Then 7 years later, Hilda died aged just 42 in 1928 and in 1929, Thomas married a Frances Ward (1891 – 1980) in Sunderland.
On the 1939 Register, Thomas, Frances and son Albert Valentine are living at 12, Stockton Road, Ryhope, Sunderland. Thomas is now described as a Male Nurse at Cherry Knowle and is also an ARP Warden.
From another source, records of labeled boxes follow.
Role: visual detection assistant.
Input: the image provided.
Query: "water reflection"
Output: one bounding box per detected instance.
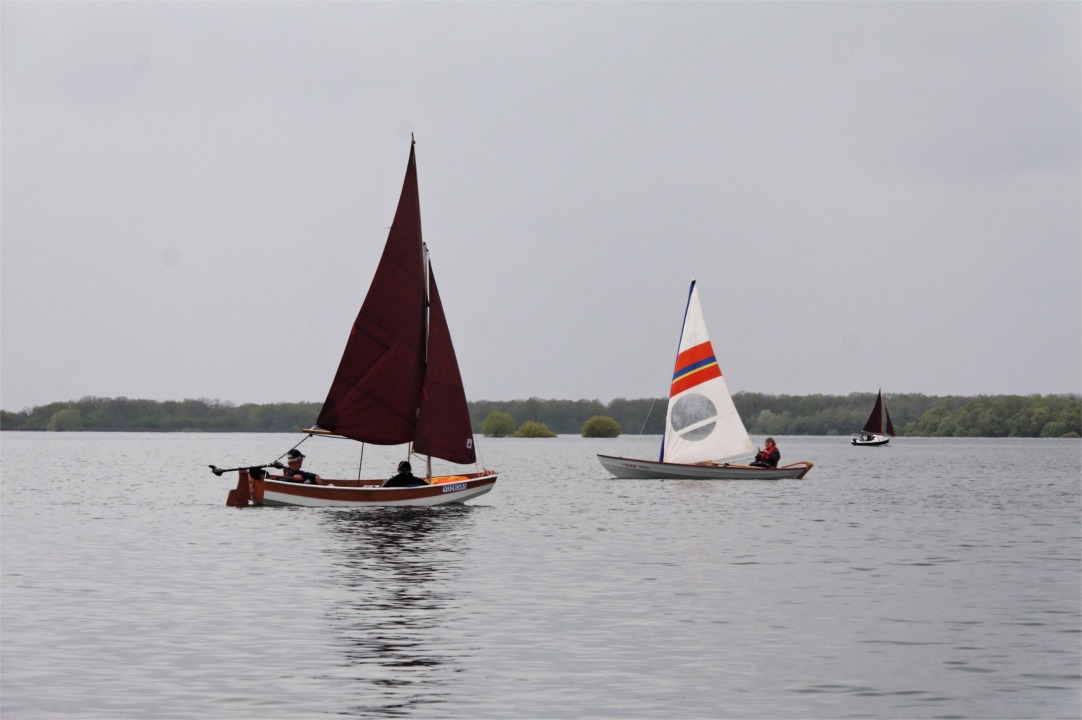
[318,506,473,716]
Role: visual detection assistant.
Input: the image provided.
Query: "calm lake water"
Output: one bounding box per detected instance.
[0,432,1082,720]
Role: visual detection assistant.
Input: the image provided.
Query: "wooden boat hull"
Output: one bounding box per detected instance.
[597,455,813,480]
[226,470,498,508]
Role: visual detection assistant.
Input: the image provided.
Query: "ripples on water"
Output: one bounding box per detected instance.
[0,433,1082,718]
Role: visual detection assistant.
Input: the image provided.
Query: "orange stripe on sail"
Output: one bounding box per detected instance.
[669,363,722,397]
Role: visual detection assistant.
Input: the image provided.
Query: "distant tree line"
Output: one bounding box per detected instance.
[0,393,1082,437]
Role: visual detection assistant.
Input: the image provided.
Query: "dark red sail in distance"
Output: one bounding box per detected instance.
[865,390,895,435]
[413,262,477,464]
[317,145,425,445]
[317,140,476,464]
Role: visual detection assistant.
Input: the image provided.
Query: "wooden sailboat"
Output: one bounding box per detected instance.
[853,390,895,446]
[597,280,813,480]
[228,142,497,507]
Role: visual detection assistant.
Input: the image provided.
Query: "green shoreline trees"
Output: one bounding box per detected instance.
[0,393,1082,437]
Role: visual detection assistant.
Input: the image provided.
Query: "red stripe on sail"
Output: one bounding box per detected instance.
[669,363,722,397]
[673,340,714,376]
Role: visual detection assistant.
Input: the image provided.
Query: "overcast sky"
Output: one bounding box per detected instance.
[0,0,1082,410]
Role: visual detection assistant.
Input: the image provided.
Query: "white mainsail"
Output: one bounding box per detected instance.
[660,280,755,463]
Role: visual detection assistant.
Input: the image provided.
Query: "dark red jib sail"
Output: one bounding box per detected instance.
[317,145,476,463]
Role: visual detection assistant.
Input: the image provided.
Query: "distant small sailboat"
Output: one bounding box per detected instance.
[597,280,813,480]
[225,136,497,508]
[853,390,895,446]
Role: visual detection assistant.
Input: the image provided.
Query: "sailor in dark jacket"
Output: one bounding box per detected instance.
[274,447,327,485]
[751,437,781,468]
[383,460,428,487]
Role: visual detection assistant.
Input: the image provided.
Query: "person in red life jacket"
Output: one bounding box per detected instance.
[750,437,781,468]
[269,447,327,485]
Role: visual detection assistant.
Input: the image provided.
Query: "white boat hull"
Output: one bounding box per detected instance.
[597,455,813,480]
[226,472,498,508]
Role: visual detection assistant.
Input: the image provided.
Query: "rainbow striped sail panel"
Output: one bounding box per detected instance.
[660,282,755,463]
[669,341,722,397]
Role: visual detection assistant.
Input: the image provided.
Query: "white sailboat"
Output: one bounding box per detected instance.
[597,280,813,480]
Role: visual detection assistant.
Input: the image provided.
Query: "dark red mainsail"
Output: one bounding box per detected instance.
[317,144,476,463]
[865,390,895,435]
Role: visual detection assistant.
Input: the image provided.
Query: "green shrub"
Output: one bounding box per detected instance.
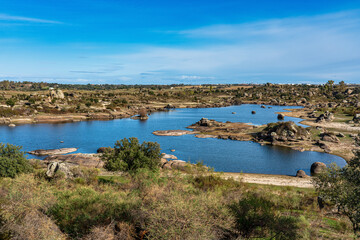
[193,175,241,191]
[48,187,134,238]
[229,195,302,239]
[102,137,160,172]
[0,143,33,178]
[6,98,16,107]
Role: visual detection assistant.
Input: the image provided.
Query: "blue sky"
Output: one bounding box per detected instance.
[0,0,360,84]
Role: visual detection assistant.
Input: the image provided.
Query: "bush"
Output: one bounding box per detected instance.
[229,195,301,239]
[0,143,33,178]
[48,187,136,238]
[314,151,360,237]
[102,137,160,172]
[6,98,16,107]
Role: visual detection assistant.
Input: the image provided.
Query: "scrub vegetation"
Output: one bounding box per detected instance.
[0,141,354,239]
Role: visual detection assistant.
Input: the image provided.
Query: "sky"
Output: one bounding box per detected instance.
[0,0,360,84]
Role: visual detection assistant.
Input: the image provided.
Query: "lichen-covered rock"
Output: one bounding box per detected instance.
[46,162,74,178]
[315,111,335,123]
[353,113,360,123]
[28,148,78,156]
[278,113,285,120]
[50,89,65,99]
[310,162,326,175]
[257,121,310,142]
[296,170,308,178]
[321,132,340,143]
[191,118,224,127]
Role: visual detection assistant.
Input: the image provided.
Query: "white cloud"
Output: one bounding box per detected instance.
[99,11,360,82]
[0,14,62,24]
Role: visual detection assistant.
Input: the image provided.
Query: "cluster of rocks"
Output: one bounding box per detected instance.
[320,132,340,143]
[43,153,104,168]
[191,118,225,127]
[257,121,310,142]
[315,111,335,123]
[296,162,327,178]
[27,148,78,156]
[50,89,65,99]
[353,113,360,123]
[160,153,187,171]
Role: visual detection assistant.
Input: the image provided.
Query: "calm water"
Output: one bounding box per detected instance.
[0,104,345,175]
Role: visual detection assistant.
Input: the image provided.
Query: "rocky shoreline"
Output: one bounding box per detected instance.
[0,101,305,125]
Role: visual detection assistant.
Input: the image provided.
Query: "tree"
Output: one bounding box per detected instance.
[0,143,32,178]
[314,151,360,237]
[102,137,160,172]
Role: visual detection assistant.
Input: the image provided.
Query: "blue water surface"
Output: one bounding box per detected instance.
[0,104,346,175]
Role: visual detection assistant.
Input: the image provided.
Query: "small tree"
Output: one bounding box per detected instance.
[314,151,360,237]
[102,137,160,172]
[0,143,33,178]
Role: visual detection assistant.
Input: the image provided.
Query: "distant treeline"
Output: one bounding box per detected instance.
[0,80,360,91]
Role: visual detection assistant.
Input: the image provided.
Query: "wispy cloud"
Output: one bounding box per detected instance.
[100,11,360,82]
[0,14,62,24]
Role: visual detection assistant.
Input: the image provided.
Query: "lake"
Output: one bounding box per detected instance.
[0,104,346,175]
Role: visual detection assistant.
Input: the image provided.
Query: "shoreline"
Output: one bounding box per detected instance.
[0,101,304,125]
[19,103,354,188]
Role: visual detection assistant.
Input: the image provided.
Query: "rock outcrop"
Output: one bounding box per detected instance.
[315,111,335,123]
[27,148,78,156]
[320,132,340,143]
[46,161,74,178]
[296,170,308,178]
[257,121,310,142]
[353,113,360,123]
[96,147,113,153]
[44,153,104,168]
[278,113,285,120]
[310,162,326,175]
[50,89,65,99]
[191,118,224,127]
[153,130,193,136]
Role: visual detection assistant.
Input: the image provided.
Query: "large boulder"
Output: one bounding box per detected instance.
[170,160,186,171]
[46,162,74,178]
[315,111,335,123]
[50,89,65,99]
[320,132,340,143]
[257,121,310,142]
[191,118,224,127]
[96,147,113,153]
[353,113,360,123]
[296,170,308,178]
[278,113,285,120]
[310,162,326,175]
[28,148,78,156]
[44,153,104,168]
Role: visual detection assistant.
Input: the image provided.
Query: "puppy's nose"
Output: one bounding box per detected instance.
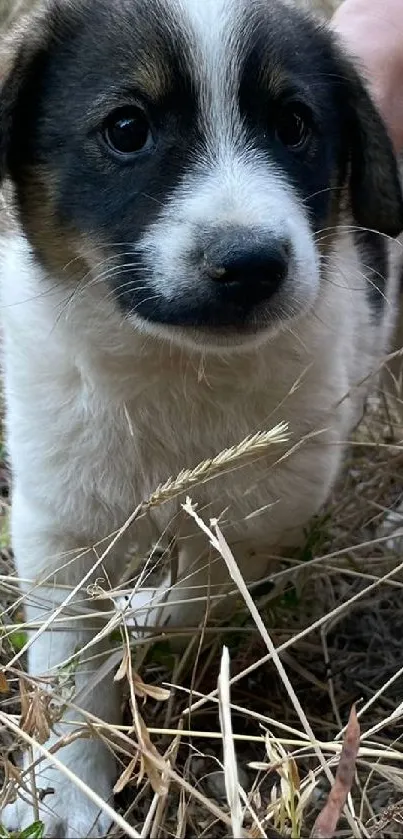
[204,231,290,297]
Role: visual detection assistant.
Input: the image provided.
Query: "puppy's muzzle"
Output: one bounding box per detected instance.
[202,229,290,309]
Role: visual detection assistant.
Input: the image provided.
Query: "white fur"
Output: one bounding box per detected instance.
[2,0,397,837]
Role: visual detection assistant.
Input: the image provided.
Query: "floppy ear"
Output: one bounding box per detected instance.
[342,52,403,236]
[0,18,39,184]
[0,0,66,184]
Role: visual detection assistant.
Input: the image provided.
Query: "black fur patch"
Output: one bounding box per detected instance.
[0,0,403,332]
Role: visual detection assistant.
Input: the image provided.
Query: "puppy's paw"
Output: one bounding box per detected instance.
[2,791,110,839]
[2,757,113,839]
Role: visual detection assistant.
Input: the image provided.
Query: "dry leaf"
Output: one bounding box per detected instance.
[113,755,138,795]
[311,705,360,839]
[132,673,170,702]
[132,705,168,795]
[114,646,131,682]
[20,679,52,743]
[0,673,10,693]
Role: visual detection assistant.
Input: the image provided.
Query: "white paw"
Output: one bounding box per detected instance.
[1,758,113,839]
[377,504,403,553]
[2,795,110,839]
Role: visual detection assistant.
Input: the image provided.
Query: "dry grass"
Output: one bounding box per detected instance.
[0,376,403,837]
[0,0,403,839]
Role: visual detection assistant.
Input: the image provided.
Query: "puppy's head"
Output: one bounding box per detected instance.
[0,0,403,348]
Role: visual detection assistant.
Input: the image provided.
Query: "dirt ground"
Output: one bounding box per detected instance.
[0,0,403,839]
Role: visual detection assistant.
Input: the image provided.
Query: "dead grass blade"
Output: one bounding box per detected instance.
[311,705,360,839]
[218,647,244,839]
[183,498,359,837]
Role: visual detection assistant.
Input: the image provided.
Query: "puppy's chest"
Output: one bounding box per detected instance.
[77,372,342,542]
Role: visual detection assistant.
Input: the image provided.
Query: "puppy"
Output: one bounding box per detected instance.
[0,0,403,837]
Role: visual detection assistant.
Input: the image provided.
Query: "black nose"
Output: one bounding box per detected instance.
[204,230,290,297]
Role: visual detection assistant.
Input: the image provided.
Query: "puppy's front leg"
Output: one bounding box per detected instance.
[3,494,119,837]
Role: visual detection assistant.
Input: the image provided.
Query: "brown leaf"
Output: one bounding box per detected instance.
[114,647,131,682]
[132,673,170,702]
[113,755,138,795]
[133,708,168,795]
[20,679,52,743]
[0,673,10,693]
[311,705,360,839]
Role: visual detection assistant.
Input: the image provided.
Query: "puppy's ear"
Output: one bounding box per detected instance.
[342,52,403,236]
[0,0,62,183]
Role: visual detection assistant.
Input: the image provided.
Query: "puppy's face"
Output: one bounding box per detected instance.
[0,0,402,348]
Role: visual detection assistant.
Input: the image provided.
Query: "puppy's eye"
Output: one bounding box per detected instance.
[276,102,312,150]
[102,106,154,155]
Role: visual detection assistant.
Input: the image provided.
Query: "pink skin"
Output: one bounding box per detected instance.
[332,0,403,152]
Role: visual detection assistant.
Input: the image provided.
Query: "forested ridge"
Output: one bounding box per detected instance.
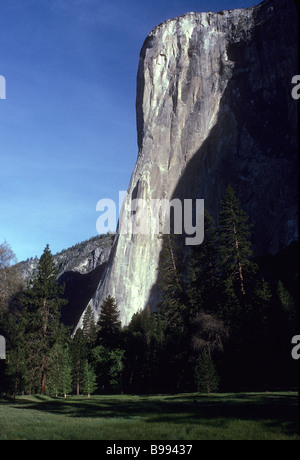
[0,186,298,395]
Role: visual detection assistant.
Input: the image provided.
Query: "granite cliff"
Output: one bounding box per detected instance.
[82,0,299,324]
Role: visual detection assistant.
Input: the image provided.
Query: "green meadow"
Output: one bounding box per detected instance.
[0,392,300,441]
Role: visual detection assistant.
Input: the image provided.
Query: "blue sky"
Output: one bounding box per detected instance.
[0,0,259,261]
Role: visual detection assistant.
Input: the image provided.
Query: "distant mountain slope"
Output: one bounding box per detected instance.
[17,234,114,326]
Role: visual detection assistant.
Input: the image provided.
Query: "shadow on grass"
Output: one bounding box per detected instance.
[0,393,299,435]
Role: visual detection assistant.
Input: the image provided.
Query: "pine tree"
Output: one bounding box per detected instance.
[187,210,220,317]
[219,185,257,310]
[195,351,220,393]
[97,295,122,349]
[21,245,65,395]
[82,304,97,347]
[82,360,97,398]
[157,234,189,334]
[70,328,88,396]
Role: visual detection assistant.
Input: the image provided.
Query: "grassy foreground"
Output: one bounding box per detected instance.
[0,392,300,441]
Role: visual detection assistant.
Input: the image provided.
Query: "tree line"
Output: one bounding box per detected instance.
[0,186,298,395]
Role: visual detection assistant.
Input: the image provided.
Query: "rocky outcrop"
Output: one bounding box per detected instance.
[17,234,114,327]
[87,0,298,324]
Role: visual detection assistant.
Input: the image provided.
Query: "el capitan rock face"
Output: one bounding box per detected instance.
[84,0,298,324]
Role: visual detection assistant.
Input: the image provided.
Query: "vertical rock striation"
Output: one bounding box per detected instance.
[87,0,298,324]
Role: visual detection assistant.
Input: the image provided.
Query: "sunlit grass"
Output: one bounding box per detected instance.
[0,392,300,441]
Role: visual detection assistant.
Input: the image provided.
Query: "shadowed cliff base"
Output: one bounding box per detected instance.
[58,263,107,327]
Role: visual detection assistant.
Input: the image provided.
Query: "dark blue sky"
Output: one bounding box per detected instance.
[0,0,259,260]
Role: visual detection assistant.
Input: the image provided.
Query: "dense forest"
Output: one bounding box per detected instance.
[0,186,298,395]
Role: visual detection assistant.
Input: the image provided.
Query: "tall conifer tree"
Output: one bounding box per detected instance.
[22,244,65,395]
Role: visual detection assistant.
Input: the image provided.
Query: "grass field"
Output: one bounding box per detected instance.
[0,392,300,441]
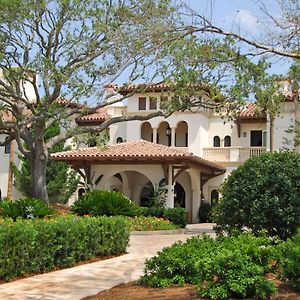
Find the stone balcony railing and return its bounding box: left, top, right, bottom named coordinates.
left=203, top=147, right=266, bottom=162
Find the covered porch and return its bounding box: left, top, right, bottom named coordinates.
left=51, top=140, right=225, bottom=223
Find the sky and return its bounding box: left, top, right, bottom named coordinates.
left=184, top=0, right=290, bottom=74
Albert Valentine is an Acountancy Clerk.
Thomas lived to be 83 and died in Sunderland in 1971. Frances died in 1980 aged 88.
Thomas and Hilda’s eldest son, Thomas Deaton Barkel jnr married a Violet Sedgewick in 1929, became a Police Officer and died in 1980.
I cannot find anything out about their daughter Annie after the 1921 census.
Albert Valentine Barkel, Thomas and Hilda’s youngest son, married a Beatrice McMullan in 1941 and joined the RAF Reserve, serving in Bomber Command where he achieved the rank of Flight Sergeant and was posted to RAF Wymeswold in Leicestershire.
On 7 October 1942, Albert and two colleagues were taking part in a training flight. Albert was the Navigator and the plane they were flying was a Vickers Wellington Bomber, designed in the mid 1930s specifically to carry out medium to long range bombing missions.
At 16.08 that day, the plane was seen jettisoning fuel just before it crashed at Woodhouse Eaves, 3 miles south of Loughborough.
All 3 men on board were killed. Albert who was 30 plus Warrant Officer Donald Anthony Gee and Flight Sergeant Leslie Jones who were both 22.
Albert is buried in Sunderland Cemetery in Ryhope Road, County Durham and his grave is provided and maintained by the Commonwealth War Graves Commission.
The inscription on his grave reads “In Proud Remembrance of my Husband”.
The National Probate Register records that Albert left £164 12s 4d to his wife, Beatrice, who lived at 32, Waldon Avenue, Ryhope, County Durham.
Albert’s name is included in the memorial in St Paul’s Church, Ryhope commemorating those from the area who died in WW2.